I assume that dvc add
add the files to the dependency graph as outputs, thus when I try to include them in a stage it creates a conflict, but I couldn't find anything on the official docuemntation confirming it. So now am confused on how to add outputs to a stage is theses outputs are already tracked by DVC.
Here is an example of what the error I get when creating a stage
>>> dvc stage add -n train -d data/data.csv -o models/model python train.py
ERROR: output 'models/model' is already specified in stages:
- models/model.dvc
- train
In this example the file data/data.csv
and directory models/model
are already added to dvc but are not added to any stage, however they are present in the dependency graph.

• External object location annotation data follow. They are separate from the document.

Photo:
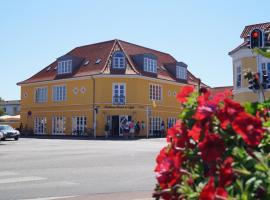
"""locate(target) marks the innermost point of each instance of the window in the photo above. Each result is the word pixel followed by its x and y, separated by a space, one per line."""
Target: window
pixel 58 125
pixel 15 110
pixel 154 124
pixel 181 72
pixel 41 95
pixel 40 125
pixel 266 70
pixel 64 67
pixel 78 125
pixel 238 77
pixel 119 60
pixel 171 121
pixel 150 65
pixel 59 93
pixel 155 92
pixel 119 93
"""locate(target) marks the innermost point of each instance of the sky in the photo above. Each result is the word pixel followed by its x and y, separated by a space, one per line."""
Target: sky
pixel 200 33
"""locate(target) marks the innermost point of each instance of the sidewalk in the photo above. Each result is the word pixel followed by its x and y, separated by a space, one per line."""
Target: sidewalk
pixel 141 195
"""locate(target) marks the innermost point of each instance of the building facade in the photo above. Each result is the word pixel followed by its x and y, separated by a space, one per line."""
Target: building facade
pixel 109 82
pixel 10 107
pixel 244 59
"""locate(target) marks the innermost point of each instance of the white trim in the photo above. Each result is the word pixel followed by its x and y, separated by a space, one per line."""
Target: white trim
pixel 64 67
pixel 65 97
pixel 119 83
pixel 107 76
pixel 35 93
pixel 63 123
pixel 161 92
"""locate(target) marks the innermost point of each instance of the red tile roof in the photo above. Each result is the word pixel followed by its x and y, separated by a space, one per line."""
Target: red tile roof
pixel 244 44
pixel 102 51
pixel 247 29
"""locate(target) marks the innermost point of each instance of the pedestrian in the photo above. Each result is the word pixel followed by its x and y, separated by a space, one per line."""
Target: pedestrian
pixel 126 130
pixel 137 129
pixel 107 130
pixel 162 128
pixel 131 129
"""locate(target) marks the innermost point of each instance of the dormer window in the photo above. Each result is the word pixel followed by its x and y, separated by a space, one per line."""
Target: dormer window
pixel 119 60
pixel 150 65
pixel 64 67
pixel 181 72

So how do I include theses files into a DVC Stage ? Is there a way to do it without having to remove the files from DVC then add them directly through a Stage?
DVC stage outputs are automatically tracked by DVC, you don't need to do dvc add
on them. If you already have done it before, you can safely un-track it with dvc remove
first:
Note that the actual output files or directories of the stage (
outs
field) are not removed by this command, unless the--outs
option is used.
One thing to mention / note. When you create a stage and run it, it removes outputs (unless a persistence flag is specified). This done for reproducibility, it's expected that your stage produces its outputs every time it runs.